Dotychczas udało się zebrać ponad 23 tysiące złotych. Osiedlowa rada przelała już część środków na konto poszkodowanych. “Cały dach jest do wymiany” – przyznaje syn właścicieli domu, Ryszard Boiński.
Blacha jest powyginana, popalona, ona się nie stopiła, bo to była za niska temperatura, ale nie nadaje się już do użytku. Cała więźba dachowa, czyli drewniana konstrukcja, na której dach się opiera, jest całkowicie spalona lub nadpalona. Jak wstępnie słyszałem, prawdopodobnie będzie całe to piętro do rozebrania, łącznie z murami, bo była tak wysoka temperatura, że może to się nie nadawać do użytku
– mówi Ryszard Boiński.
Cały czas trwa szacowanie strat. Sąsiedzi pomogli pogorzelcom znaleźć wykonawców pierwszych prac porządkowych na posesji. Dziś na miejscu przyczyny pożaru ustalali policjanci wraz z sądowym biegłem.
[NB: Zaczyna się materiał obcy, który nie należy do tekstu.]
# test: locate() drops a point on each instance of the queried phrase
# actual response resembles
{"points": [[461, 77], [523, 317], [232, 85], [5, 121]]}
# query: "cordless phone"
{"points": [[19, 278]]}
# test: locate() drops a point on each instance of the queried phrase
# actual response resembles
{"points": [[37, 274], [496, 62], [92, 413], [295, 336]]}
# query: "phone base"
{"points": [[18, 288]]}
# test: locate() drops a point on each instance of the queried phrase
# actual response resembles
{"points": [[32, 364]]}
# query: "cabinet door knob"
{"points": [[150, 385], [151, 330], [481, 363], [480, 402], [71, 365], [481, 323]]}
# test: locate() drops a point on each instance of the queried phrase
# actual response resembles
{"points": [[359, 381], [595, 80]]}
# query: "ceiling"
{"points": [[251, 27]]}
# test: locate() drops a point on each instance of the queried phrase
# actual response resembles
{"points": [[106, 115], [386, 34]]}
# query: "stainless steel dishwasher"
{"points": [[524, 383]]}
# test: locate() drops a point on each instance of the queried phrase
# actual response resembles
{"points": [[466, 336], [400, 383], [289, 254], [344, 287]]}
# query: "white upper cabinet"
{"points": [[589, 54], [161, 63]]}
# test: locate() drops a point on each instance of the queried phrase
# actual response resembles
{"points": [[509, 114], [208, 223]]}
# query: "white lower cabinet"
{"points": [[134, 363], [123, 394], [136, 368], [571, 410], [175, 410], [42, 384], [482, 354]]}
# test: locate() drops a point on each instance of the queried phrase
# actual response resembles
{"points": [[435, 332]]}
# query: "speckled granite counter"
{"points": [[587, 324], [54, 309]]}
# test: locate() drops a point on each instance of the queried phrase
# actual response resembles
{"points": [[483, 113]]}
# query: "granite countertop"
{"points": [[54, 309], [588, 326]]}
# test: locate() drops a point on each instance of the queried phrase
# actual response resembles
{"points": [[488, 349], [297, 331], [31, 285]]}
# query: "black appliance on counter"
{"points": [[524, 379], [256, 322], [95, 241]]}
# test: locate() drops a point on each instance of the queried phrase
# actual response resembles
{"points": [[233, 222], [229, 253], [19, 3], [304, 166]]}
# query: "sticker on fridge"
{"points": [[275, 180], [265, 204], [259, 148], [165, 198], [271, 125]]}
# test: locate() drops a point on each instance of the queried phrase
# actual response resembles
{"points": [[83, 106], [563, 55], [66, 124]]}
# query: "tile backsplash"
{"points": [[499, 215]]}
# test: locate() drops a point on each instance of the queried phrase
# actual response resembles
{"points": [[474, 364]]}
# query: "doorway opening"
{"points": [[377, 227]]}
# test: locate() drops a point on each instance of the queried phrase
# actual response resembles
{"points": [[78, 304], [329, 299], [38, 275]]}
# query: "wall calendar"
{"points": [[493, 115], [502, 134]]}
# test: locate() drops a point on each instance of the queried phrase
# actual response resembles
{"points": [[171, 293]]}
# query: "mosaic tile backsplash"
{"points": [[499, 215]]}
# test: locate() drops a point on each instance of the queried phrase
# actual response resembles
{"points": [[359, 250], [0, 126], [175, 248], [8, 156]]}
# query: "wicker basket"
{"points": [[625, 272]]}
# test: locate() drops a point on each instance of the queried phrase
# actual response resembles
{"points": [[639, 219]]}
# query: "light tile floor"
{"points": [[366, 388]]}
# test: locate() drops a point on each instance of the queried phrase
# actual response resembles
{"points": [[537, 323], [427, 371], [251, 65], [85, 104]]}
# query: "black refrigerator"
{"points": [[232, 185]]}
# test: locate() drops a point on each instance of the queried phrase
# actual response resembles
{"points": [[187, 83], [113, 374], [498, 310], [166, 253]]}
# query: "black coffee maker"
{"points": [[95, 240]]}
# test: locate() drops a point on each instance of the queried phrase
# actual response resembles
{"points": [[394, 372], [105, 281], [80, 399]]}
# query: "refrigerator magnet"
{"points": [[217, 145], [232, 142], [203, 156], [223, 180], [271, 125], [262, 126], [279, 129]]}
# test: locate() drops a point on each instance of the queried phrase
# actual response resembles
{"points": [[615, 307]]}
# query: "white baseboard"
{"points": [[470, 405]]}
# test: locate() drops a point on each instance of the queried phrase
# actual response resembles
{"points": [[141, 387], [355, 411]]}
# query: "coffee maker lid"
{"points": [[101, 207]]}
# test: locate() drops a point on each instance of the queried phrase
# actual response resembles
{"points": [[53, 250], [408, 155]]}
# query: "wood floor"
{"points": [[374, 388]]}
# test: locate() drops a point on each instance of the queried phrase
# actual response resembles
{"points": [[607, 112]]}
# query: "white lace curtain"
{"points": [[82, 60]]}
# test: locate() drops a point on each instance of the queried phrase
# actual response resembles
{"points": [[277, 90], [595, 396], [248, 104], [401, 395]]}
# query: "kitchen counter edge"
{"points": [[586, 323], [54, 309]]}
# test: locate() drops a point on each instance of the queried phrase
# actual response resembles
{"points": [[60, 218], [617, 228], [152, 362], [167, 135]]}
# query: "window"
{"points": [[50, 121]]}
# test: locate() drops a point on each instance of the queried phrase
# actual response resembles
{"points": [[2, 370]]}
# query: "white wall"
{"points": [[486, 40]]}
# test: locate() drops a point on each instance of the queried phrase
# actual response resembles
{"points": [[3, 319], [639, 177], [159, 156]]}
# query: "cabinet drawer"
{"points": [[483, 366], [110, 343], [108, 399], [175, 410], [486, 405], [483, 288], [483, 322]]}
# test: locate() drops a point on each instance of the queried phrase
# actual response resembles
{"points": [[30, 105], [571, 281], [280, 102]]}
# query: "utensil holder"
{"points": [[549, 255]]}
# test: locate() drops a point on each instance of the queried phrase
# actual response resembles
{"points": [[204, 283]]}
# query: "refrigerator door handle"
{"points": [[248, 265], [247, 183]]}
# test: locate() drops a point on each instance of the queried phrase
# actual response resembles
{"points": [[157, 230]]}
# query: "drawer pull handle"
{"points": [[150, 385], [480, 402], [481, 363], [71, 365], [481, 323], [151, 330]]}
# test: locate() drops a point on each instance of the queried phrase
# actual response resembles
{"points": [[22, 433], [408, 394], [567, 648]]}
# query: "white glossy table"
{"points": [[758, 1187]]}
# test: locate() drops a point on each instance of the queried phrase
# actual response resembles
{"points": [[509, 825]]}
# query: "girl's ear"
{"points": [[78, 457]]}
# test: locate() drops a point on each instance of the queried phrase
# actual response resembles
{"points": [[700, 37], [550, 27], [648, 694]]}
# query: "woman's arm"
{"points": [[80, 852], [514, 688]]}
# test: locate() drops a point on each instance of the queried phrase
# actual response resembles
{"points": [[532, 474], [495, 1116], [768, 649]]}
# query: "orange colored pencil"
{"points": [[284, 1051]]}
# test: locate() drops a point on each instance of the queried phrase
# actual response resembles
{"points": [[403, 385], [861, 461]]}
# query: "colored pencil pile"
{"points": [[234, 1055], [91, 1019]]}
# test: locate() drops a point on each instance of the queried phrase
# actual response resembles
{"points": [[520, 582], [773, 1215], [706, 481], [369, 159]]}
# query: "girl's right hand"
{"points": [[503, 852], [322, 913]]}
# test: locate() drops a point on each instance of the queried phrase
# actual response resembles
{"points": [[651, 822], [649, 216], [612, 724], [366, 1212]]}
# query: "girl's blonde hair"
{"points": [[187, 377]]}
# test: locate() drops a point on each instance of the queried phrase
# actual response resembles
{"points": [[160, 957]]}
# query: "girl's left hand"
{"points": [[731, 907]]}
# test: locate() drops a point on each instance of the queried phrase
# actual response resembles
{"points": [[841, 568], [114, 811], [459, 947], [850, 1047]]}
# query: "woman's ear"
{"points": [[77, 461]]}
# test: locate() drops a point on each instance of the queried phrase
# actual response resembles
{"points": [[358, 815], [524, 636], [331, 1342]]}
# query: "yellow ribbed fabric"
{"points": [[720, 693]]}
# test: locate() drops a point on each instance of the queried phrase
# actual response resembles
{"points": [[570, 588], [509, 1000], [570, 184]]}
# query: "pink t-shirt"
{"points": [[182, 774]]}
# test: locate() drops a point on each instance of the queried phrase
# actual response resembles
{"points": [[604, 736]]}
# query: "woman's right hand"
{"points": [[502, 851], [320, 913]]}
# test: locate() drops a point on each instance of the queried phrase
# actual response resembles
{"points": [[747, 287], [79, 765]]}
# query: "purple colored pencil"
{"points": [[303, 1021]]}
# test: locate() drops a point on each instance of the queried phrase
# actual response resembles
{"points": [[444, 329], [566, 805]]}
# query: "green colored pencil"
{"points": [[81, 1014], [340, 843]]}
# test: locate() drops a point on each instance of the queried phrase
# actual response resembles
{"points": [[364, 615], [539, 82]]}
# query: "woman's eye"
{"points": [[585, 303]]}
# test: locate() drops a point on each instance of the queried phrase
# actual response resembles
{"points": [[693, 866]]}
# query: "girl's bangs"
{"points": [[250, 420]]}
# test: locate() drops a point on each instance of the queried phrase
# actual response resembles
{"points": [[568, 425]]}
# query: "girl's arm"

Najprawdopodobniej doszło do spięcia instalacji elektrycznej.
Akcja strażaków trwała blisko 6 godzin. Konstrukcja budowli utrudniała dotarcie do ognia. Przebywająca w środku para zdążyła opuścić płonący dom. Na szczęście rodzice pana Ryszarda mają też gdzie zamieszkać.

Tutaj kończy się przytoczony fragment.